The room was empty except for another doctor dressed in surgical scrubs. He looked absorbed in the science-fiction book he was reading, so she leaned back and closed her eyes. Before she knew it, she'd fallen asleep. A sound startled her and she jerked awake. She blushed as she realized the sound that had woken her was her own snoring. Mortified, she glanced at the doctor, but he hadn't raised his head from his book. She shifted in her chair, straightened her shirt and closed her eyes again.
"You should head home if you're that tired," the man said without looking up from his book.
"I know," she sighed. "I'm just too exhausted to drive. I'm afraid I'd have an accident, and end up back here, taking up bed space."
He chuckled, setting his book aside. "You'd get some rest anyway."
"No, I wouldn't, I'd have all you bloody doctors poking me to see what made me tick," she managed a soft chuckle and nestled further into her chair.
"We'd save special tests just for you. The most intrusive possible, with blood drawn every hour. I'm sure we could find ways to occupy your time."
"No doubt," she said, starting to get annoyed now by the conversation. She wanted to rest and she wanted to be left alone, neither of which was happening. "Look," she said, sitting up in her chair. "I don't really mean to be rude...."

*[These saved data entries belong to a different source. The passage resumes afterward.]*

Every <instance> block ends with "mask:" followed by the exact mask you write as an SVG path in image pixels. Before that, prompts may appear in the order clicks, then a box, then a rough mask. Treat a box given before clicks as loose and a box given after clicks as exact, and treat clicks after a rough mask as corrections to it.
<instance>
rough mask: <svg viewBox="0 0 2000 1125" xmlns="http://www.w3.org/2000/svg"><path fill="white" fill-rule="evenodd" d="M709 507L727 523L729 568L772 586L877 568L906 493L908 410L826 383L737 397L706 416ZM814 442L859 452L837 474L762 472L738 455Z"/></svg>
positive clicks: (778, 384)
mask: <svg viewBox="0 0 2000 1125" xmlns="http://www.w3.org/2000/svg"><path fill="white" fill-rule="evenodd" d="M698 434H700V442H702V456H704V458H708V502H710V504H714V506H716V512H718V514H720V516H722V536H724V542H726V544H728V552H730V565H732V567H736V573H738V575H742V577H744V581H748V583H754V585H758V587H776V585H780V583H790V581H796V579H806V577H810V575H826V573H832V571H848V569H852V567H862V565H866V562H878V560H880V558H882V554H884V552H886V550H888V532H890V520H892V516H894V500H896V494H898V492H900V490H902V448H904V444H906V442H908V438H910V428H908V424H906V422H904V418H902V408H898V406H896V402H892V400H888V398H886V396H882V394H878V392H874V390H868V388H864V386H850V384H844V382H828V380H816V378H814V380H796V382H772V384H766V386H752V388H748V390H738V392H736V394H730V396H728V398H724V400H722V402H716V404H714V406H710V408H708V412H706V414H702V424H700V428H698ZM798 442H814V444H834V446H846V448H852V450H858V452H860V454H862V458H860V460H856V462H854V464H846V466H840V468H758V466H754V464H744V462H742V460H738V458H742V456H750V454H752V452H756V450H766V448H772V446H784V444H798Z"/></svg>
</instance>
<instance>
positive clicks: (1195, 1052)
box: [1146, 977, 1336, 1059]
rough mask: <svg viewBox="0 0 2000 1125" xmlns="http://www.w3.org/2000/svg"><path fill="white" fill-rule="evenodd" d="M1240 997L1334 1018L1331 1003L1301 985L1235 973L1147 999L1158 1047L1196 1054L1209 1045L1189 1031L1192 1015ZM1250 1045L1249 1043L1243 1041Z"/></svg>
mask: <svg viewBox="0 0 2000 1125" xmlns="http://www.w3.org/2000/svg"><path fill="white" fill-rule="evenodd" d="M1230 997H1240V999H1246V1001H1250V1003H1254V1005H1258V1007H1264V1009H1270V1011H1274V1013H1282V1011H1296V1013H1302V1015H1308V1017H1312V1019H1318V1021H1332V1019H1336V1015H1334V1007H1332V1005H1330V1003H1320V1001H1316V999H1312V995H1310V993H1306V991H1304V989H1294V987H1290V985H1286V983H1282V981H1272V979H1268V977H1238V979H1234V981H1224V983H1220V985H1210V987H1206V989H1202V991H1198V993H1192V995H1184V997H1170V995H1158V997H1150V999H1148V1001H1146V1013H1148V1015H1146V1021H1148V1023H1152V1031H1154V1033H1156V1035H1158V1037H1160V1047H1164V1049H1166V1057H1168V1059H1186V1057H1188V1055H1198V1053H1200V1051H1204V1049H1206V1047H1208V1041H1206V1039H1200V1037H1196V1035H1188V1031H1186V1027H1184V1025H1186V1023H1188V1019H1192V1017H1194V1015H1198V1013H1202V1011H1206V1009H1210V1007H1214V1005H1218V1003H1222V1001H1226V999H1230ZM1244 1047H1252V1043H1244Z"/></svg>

"Sure you do," he smiled, looking up from his book for the first time. He was quite attractive, but had a smug expression on his face as he clasped his hands together between his knees. "You say that so I won't think that you think I'm being intrusive. But whenever someone starts a sentence with things like, I don't mean to be rude, or with all due respect, they mean just the opposite."
Tanya pressed her lips in a tight line. She glared at him for no reason other than he happened to be in the line of her stare. He smiled at her, his teeth flashing white in his well tanned face. When did he have time to get a tan? Tanya was pale from all the extra hours she spent indoors in dimly lit rooms. It was bad enough he was gorgeous and tall, with dark hair and dancing blue eyes, but he was tanned, muscular and had on a cologne that smelled so good, it made her dizzy.